1. Facebook is designed for entertainment, not productivity.
The more often users come to Facebook and the more time they spend there, the more they view advertisements, the more money Facebook makes.
Thus the objective behind Facebook’s design paradigm is get people to spend as much free time as possible on Facebook. To this end they have created some wonderfully addictive features: trolling through your friends’ updates, playing games, creating lists of things you like, acquiring virtual currency and thinking of witty things to say for your own status update.
I’m not so sure that “spend as much time on the site as possible” is a useful design paradigm for the enterprise. So to ask “why isn’t all Enterprise software like Facebook” is a bit like asking “why isn’t all Enterprise software like the final season of Lost.”
2. I do not have the same social relationships with my co-workers that I do with my Facebook friends.
Across various teams, projects and organizations that I’m a part of, I probably interact with ~100 different people at my company.
The percentage of these 100 colleagues that would want to hear my general stream of consciousness updates on what I’m doing in a personal context is very small. That small percentage are already my friends on Facebook.
The percentage of these 100 colleagues who would like my general stream of consciousness updates on what I’m doing in a professional context is a bit larger but still a fraction of the 100. That small percentage are already my connections on LinkedIn.
Get where I’m going with this?
3. Facebook is not another better Lotus Notes
I think it would be a real mistake to think of Facebook as another groupware modality, following the path of e-mail, portals, instant messenger and wiki’s.

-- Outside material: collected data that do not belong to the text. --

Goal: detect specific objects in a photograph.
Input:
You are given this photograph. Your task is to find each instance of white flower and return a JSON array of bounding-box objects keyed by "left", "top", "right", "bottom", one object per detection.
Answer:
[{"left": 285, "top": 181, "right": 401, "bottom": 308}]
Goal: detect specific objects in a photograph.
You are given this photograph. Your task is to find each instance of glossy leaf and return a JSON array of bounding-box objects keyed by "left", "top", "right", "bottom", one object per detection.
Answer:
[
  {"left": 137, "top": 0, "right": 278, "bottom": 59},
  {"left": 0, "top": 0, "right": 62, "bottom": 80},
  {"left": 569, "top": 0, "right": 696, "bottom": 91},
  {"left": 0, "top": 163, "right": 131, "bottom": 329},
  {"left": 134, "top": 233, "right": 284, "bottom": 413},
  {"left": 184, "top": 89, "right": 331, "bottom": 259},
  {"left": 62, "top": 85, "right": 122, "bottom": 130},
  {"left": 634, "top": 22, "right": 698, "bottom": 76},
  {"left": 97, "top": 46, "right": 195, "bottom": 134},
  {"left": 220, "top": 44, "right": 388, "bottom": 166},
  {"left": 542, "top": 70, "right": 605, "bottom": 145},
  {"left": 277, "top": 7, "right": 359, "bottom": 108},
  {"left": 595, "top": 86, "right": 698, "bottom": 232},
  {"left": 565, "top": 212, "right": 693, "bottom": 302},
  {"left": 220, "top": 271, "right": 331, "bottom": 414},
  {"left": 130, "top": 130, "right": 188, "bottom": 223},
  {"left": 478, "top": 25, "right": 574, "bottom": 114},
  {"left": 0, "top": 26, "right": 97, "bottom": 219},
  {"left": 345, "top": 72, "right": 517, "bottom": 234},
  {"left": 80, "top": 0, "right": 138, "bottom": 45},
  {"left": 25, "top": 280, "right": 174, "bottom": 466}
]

The features in Facebook that most look like productivity / groupware are ones that have been around for a long time (e-mail, file upload, notifications). What is new about Facebook is the voyeurism and the followership and the lengths people are willing to go to in order to acquire both. Will fostering voyeurism or followership in the workplace lead to a happier or more productive outcomes?
Stick with the Amazon analogy
“Why isn’t enterprise software a lot more like Amazon” is a much more sensible question to me. From when you land on Amazon’s splash page, the less time it takes you to get through checkout, the more money for Amazon.
And so Amazon’s user design paradigm is designed around that business model: find what you’re looking for, transact your business, get out. That doesn’t mean Amazon doesn’t have community features like favorite lists or reviews or collaborative filtering, but they’re designed in service of useful outcomes for the consumer and the business.
For both employees, managers and shareholders, I think that’s a lot more along the lines of what people are trying to accomplish at work and a more worthy model to aspire to.